Bildung

Mehr als nur zwei Stunden Reli

Lehrer müssen sich in Zeiten des Internets etwas einfallen lassen, um Schüler im Unterricht bei der Stange zu halten. Foto: Getty Images

Im Rheinland ist vom 10. bis 12. Jahrhundert das aschkenasische Judentum entstanden. Eine illustre Reihe wäre aufzuzählen von Rabbenu Gerschom Meor haGolah bis zu Maharam aus Rothenburg und vielen anderen. Wohlhabende Juden finanzierten Rabbiner, die teilweise einen Studentenkreis unterrichteten.

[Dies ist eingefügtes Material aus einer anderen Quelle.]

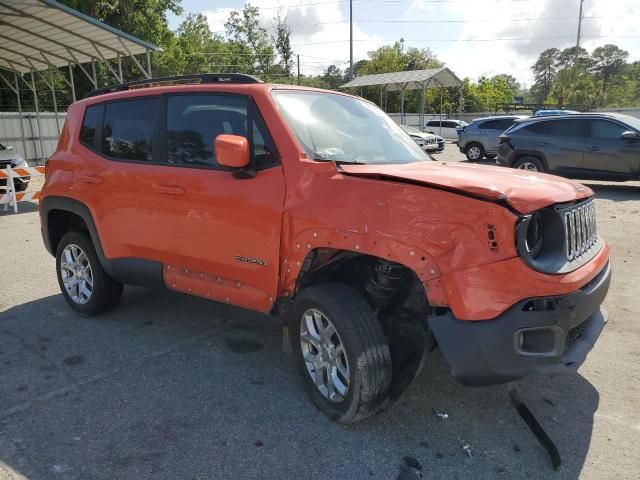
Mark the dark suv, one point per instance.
(599, 146)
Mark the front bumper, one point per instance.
(541, 335)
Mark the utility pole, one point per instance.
(579, 26)
(351, 73)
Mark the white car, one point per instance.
(446, 128)
(427, 141)
(9, 157)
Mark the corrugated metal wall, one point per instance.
(37, 144)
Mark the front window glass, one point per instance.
(603, 129)
(345, 129)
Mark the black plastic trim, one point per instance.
(487, 352)
(129, 270)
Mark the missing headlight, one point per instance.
(534, 235)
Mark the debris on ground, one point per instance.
(410, 469)
(535, 427)
(443, 416)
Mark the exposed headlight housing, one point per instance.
(558, 239)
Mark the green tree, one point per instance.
(544, 72)
(249, 39)
(609, 63)
(283, 45)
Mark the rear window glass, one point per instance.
(128, 129)
(606, 130)
(92, 117)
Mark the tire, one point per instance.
(474, 152)
(105, 292)
(366, 352)
(531, 164)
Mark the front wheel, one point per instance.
(340, 351)
(85, 285)
(531, 164)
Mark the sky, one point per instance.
(472, 37)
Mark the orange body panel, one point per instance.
(452, 225)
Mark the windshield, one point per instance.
(345, 129)
(633, 122)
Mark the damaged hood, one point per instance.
(525, 191)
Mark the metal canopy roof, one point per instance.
(38, 34)
(409, 80)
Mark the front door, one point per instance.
(607, 152)
(221, 231)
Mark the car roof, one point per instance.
(554, 118)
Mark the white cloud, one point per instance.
(319, 31)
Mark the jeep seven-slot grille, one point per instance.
(580, 229)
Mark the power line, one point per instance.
(505, 39)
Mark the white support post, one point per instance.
(11, 191)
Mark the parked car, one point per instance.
(10, 158)
(314, 206)
(481, 137)
(597, 146)
(429, 142)
(446, 128)
(546, 113)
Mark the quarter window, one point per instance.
(606, 130)
(128, 129)
(92, 117)
(194, 122)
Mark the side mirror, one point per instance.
(232, 151)
(629, 135)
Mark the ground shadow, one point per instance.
(171, 386)
(618, 192)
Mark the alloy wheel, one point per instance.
(474, 153)
(324, 355)
(76, 274)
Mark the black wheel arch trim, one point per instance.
(128, 270)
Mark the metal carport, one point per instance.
(40, 37)
(408, 80)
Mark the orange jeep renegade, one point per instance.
(315, 206)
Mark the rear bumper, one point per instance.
(542, 335)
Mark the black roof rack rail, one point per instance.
(193, 78)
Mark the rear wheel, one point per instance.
(530, 164)
(340, 351)
(85, 285)
(474, 152)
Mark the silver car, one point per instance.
(10, 158)
(426, 141)
(481, 137)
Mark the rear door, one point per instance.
(561, 142)
(607, 152)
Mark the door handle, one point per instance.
(168, 190)
(91, 179)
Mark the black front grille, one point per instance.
(579, 228)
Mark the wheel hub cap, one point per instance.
(76, 274)
(324, 355)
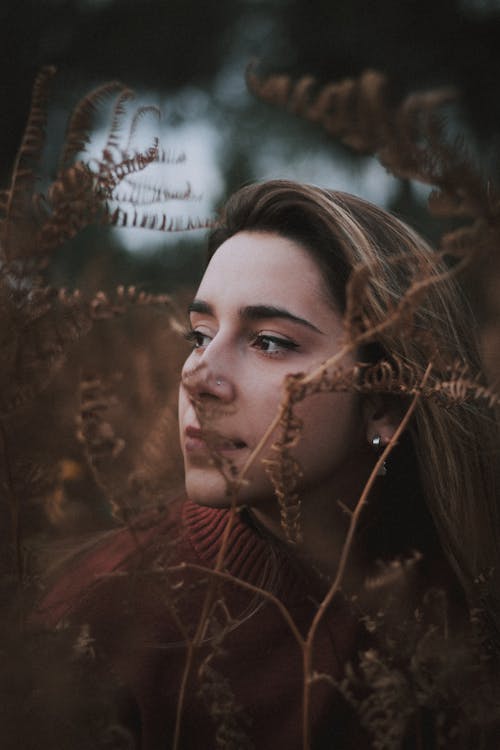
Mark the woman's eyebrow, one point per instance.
(199, 305)
(260, 312)
(255, 312)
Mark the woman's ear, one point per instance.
(382, 415)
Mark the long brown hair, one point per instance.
(448, 462)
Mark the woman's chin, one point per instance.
(208, 488)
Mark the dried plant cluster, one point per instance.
(76, 437)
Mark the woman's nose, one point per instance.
(204, 380)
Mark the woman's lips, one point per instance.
(195, 442)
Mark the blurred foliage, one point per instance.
(171, 46)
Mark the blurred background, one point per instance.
(189, 57)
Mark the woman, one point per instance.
(207, 634)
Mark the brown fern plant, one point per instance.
(41, 326)
(408, 137)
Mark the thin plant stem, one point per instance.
(346, 550)
(13, 506)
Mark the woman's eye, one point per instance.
(198, 339)
(272, 344)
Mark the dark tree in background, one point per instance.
(166, 47)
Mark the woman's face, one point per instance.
(262, 311)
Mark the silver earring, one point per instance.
(377, 445)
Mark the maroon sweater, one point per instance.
(245, 685)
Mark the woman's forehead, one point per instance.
(261, 263)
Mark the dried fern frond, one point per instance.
(147, 194)
(37, 327)
(97, 435)
(116, 125)
(16, 224)
(81, 120)
(162, 222)
(408, 138)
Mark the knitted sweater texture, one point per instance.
(141, 592)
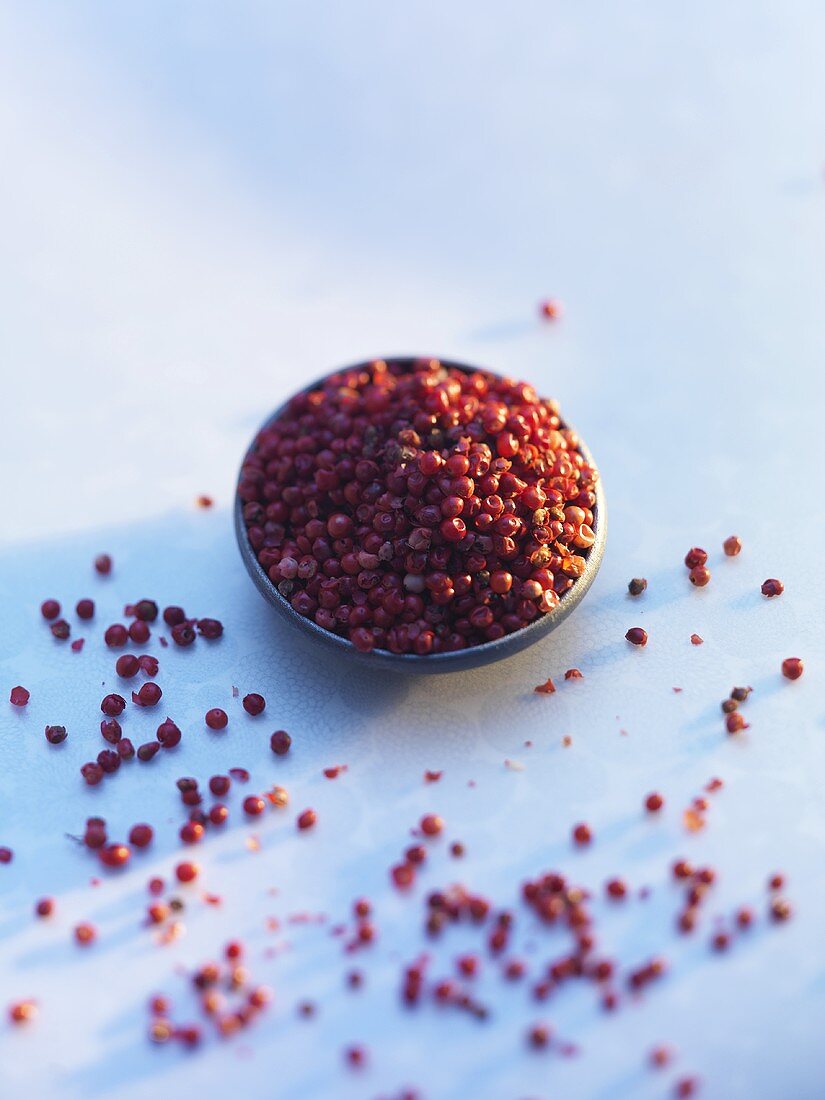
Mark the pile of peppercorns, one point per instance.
(419, 508)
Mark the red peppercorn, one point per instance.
(116, 855)
(210, 628)
(254, 704)
(216, 718)
(128, 666)
(168, 734)
(772, 587)
(792, 668)
(116, 636)
(149, 694)
(193, 833)
(218, 814)
(55, 735)
(92, 773)
(103, 564)
(279, 743)
(85, 933)
(183, 635)
(141, 836)
(186, 871)
(695, 557)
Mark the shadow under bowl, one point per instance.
(461, 659)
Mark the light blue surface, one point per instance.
(205, 206)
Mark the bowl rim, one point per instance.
(416, 662)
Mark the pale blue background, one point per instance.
(204, 206)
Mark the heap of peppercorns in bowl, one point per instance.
(420, 514)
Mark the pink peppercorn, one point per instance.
(128, 666)
(792, 668)
(695, 557)
(55, 735)
(168, 734)
(279, 743)
(254, 704)
(216, 718)
(103, 564)
(149, 694)
(50, 609)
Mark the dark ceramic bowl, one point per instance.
(435, 662)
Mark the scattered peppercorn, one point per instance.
(792, 668)
(772, 587)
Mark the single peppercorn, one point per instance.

Mit der Verlagerung des demografischen Schwerpunkts nach Polen im 16. Jahrhundert bis 1648 entstanden dort auch Jeschiwot. Polnische Rabbiner wurden im 17. und 18. Jahrhundert im Westen eingestellt. Jüdische Kinder erhielten Unterricht von unverheirateten Lehrern, die auch Chasan und Schochet sein mussten. In vermögenden Familien wurden christliche Hauslehrer für allgemeine Fächer wie Korrespondenz, Rechnen oder Französisch eingestellt.

Die erste moderne jüdische Schule in Berlin

Der jüdische Aufklärer Naftali Herz Weisel hingegen kritisierte das traditionelle Schulwesen in seiner Schrift Diwrei Schalom weEmet, und auf Anregung von Moses Mendelssohn wurde 1778 die erste moderne jüdische Schule in Berlin ins Leben gerufen. Jüdische Volksschulen entstanden in der ersten Hälfte des 19. Jahrhunderts, auch jüdische Lehrerseminare in Kassel, Würzburg und Düsseldorf, sowie zwischen 1854 und 1873 die drei modernen Rabbinerseminare in Breslau und Berlin. Das deutschsprachige Judentum erfand den »Doktorrabbiner«, der Allgemeinbildung mit jüdisch-religiöser Bildung vereinbarte.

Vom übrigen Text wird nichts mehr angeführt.